We are looking for an experienced Lead Site Reliability Engineer to join our Cloud Services team. This individual will be a key part of the operational and development team for our new Cloud offerings, and should have a deep background in software and systems engineering.


Develop and extend software to monitor and improve end-to-end platform performance, identify runtime deficiencies, find potential failures, and fix production issues in a fully managed Cloud environment

Build deep, full-stack knowledge of our platforms and applications. 

Work to simplify and automate deployment processes, run-time operations, and provide non-disruptive releases.

Help create and maintain an environment that provides security and privacy for our customers data.

Maintain application reliability and uptime SLAs throughout the application lifecycle using programmatic self-healing and software automation.

Travel occasionally to meet with the rest of Lightbend’s technical team.

Candidates can potentially live anywhere in North America, as this is a fully remote position. This is much more than a support position - we are looking for an operations expert to be a part of building and running our new offerings.



Are an experienced SRE, with the ability and drive to build and lead an SRE team and capability for Lightbend.

Have a passion for automating the complexities of orchestrating and running multi-tenant cloud application services.

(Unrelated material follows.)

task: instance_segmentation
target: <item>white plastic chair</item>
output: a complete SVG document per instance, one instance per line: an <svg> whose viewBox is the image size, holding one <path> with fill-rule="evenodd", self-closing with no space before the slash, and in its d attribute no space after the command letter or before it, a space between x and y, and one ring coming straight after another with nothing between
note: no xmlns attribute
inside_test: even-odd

Are accustomed to collaborating with business owners and understanding diverse business requirements.

Have two or more years of experience in distributed systems architecture and runtime requirement.

Are a voracious learner, ready to take on new technologies and techniques quickly and constantly.

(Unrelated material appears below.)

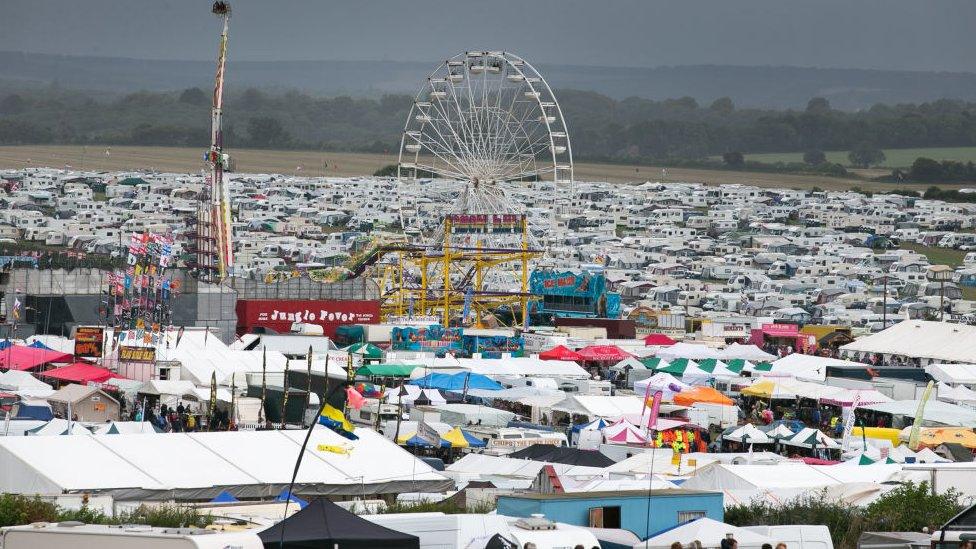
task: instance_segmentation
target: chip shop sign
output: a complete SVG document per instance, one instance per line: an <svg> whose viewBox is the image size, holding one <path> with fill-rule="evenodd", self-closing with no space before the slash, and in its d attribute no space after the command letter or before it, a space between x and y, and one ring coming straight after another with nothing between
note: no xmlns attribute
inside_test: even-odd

Have excellent written and verbal communication skills in at least English.

Are skillful at interacting and working with people; working with a self-organized lean and agile team to mitigate project risks, manage effort and ensure quality.

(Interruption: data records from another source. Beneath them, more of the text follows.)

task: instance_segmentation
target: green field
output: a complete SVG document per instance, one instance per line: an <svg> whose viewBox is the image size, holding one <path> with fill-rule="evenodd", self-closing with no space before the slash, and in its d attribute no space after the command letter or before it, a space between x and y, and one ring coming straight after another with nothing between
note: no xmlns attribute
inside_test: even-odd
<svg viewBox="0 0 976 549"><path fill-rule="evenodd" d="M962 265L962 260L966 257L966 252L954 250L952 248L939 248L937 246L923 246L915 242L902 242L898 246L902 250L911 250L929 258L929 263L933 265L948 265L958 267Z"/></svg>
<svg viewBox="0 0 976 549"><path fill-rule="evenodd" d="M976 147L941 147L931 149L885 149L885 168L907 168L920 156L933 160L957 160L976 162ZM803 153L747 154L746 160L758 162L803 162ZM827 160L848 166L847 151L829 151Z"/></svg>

Are dedicated to best practices such as 100% source control, automated testing, code reviews, continuous integration, and continuous deployment.

Are biased towards action on tough problems and issues, and focused on your customer’s success.

Are an agent of change, constantly learning and seeking better outcomes.

Are familiar with many of the supporting technologies we use, including Monitoring, Logging, Kubernetes, Service Mesh frameworks, and other related technologies.

Are experienced with complex and secure networking environments, including TLS.

Ideally, you also...

Have experience with Google’s Cloud service offerings, GCP, GKE and related services, specifically from an operational perspective.

Have supported SaaS/PaaS systems.

An awareness of Serverless/Functions-as-a-service Platforms.

Are familiar with streaming data technologies, such as Spark, Flink, Kafka.

What we offer:

Lightbend is a welcoming, transparent, and highly distributed company dedicated to creating high-performance systems that bring success to all who use them.  With a strong focus on work-life balance, our company offers a fast-paced, collaborative environment mixed with challenging and engaging work. This combination has attracted and retained some of the brightest minds in our technology communities.